Незнакомец улыбнулся.
— Как, вы и фамилию мою забыли?
— Простите... — прохрипел Степа, чувствуя, что похмелье дарит его новым симптомом: ему показалось, что пол возле кровати ушел куда-то вниз и что сию минуту он головой вниз слетит в какую-то бездну.
— Дорогой Степан Богданович, — заговорил посетитель, улыбаясь проницательно, — никакой пирамидон вам не поможет. Следуйте старому мудрому правилу — лечить подобное подобным.
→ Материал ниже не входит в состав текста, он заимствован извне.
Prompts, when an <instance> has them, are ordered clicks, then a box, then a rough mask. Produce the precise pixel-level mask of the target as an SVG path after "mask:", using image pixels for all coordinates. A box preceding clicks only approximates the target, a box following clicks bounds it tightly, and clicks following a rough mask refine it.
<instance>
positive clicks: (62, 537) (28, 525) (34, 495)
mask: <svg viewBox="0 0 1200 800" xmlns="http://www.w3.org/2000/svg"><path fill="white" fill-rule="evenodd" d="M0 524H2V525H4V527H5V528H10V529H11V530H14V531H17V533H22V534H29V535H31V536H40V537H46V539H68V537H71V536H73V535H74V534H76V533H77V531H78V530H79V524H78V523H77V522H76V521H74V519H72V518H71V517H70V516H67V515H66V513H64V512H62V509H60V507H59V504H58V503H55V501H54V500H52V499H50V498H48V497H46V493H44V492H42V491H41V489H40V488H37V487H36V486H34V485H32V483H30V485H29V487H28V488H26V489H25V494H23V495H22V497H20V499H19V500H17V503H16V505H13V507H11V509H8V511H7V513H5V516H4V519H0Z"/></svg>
Единственно, что может вас вернуть к жизни, — это две стопки водки с острой и горячей закуской.
Степа был хитрым человеком и, как ни был болен, сообразил, что самое правильное — признаться во всем.
— Откровенно сказать... — начал он, едва ворочая языком, — вчера я немножко...
— Ни слова больше! — ответил визитер и отъехал вместе с креслом от трюмо.
Степа, тараща глаза, увидел, что на трюмо сервирован поднос, на коем нарезанный белый хлеб, паюсная икра в вазочке, маринованные белые грибы на тарелочке, что-то в закрытой кастрюльке и объемистый хрустальный ювелиршин графин с водкой. Особенно поразило Степу то, что графин был запотевший от холода, да и немудрено, он помещался в полоскательной чашке, набитой льдом. Накрыто было аккуратно, умело, чисто.
Незнакомец не дал развиться Степиному изумлению до степени болезненной и ловким жестом налил ему полстопки водки.
— А вы?.. — намекнул Степа.
— Отчего же, с удовольствием, — ответил гость и налил себе громадную стопку до краев.
Степа трясущейся рукою поднес стопку к устам, глотнул и увидел, что незнакомец одним духом проглотил содержимое своей стопки. Прожевав кусок икры, Степа выдавил из себя слова:
— А вы что же?.. закусить?..
— Благодарю вас, я не закусываю, — отозвался незнакомец и тут же налил Степе и себе по второй, открыл крышку кастрюли, из нее повалил пар, запахло лавровым листом — в кастрюле оказались сосиски в томате.
Через пять минут Степу узнать было нельзя. Проклятая зелень перед глазами исчезла, Степа стал хорошо выговаривать слова и, главное, кой-что припомнил.